J’avoue qu’à part la participation de la mesure à la prise de conscience par les populations des enjeux du moment, je n’ai trouvé strictement aucun impact direct, en dehors d’un confinement total, du couvre-feu sur la lutte contre la pandémie.
D’ailleurs la polémique créée par les brutalités des agents de la force publique contre les contrevenants a anéanti cet impact psychologique.

Je dirai même que le couvre-feu est même devenu contre-productif parce que phagocytant tout le débat sur la pandémie pour la focaliser sur la mesure la plus objectivement inefficace dans les moyens d’action que c’est donné le Gouvernement.

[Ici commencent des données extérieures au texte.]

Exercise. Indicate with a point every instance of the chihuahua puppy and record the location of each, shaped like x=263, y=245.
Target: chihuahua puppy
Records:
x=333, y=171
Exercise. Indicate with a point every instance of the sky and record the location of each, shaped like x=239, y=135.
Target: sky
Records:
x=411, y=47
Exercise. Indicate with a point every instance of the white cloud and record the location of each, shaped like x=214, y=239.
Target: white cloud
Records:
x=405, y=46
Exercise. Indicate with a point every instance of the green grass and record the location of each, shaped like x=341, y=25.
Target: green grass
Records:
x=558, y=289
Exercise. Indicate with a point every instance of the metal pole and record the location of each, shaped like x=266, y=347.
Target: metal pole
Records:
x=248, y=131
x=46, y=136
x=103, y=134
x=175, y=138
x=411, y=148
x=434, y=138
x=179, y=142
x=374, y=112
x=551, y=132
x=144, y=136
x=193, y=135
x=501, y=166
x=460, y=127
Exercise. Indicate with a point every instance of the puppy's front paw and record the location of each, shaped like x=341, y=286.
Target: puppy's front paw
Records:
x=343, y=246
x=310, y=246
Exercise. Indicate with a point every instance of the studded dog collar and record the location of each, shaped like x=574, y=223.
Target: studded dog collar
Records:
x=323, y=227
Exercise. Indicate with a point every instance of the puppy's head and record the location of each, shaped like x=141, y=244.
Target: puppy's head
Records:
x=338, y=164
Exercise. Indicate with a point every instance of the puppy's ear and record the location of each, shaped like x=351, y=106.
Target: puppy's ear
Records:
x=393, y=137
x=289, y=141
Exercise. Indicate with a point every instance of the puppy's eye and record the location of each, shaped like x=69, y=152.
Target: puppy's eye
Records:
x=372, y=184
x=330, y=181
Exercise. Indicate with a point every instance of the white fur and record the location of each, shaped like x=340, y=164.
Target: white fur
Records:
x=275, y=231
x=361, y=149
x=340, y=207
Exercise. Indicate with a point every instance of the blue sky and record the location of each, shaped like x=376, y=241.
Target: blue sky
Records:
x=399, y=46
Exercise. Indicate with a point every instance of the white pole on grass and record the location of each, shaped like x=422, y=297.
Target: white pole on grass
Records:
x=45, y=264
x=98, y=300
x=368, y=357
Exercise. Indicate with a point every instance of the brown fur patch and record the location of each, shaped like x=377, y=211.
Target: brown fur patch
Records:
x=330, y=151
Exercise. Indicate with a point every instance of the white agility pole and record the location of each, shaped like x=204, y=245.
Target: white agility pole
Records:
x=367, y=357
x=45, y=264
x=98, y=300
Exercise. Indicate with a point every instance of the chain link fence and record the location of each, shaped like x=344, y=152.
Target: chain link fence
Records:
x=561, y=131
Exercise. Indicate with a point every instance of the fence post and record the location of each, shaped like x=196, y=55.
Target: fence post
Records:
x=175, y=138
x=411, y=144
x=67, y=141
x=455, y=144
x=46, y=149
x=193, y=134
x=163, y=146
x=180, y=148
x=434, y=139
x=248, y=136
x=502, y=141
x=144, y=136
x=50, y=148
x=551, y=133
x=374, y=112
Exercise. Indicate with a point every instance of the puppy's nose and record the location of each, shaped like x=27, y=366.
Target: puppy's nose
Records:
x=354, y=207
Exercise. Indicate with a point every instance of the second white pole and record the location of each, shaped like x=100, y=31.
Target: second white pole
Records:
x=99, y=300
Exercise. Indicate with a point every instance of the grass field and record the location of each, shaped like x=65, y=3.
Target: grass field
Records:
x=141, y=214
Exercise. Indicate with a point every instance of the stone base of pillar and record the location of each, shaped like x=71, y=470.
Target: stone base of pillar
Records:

La mise en œuvre de la quarantaine et des confinements individuels présentaient par exemple plus d’intérêt pour la lutte quand on en connait les conséquences. Il aurait certainement été plus légitime d’utiliser ses réponses disproportionnées contre ceux qui s’y sont ou qui s’y soustraient que contre les personnes qui violent le couvre-feu. Monsieur le Procureur de la République, on est en droit de s’attendre à une réaction prompte de votre part contre ce type de contrevenant et moins de zèle en matière de respect du couvre-feu, parce que le plus important c’est de se prémunir contre le péril annoncé que de s’investir dans une action spectaculaire pour l’opinion publique mais sans grand intérêt pour la lutte contre la pandémie.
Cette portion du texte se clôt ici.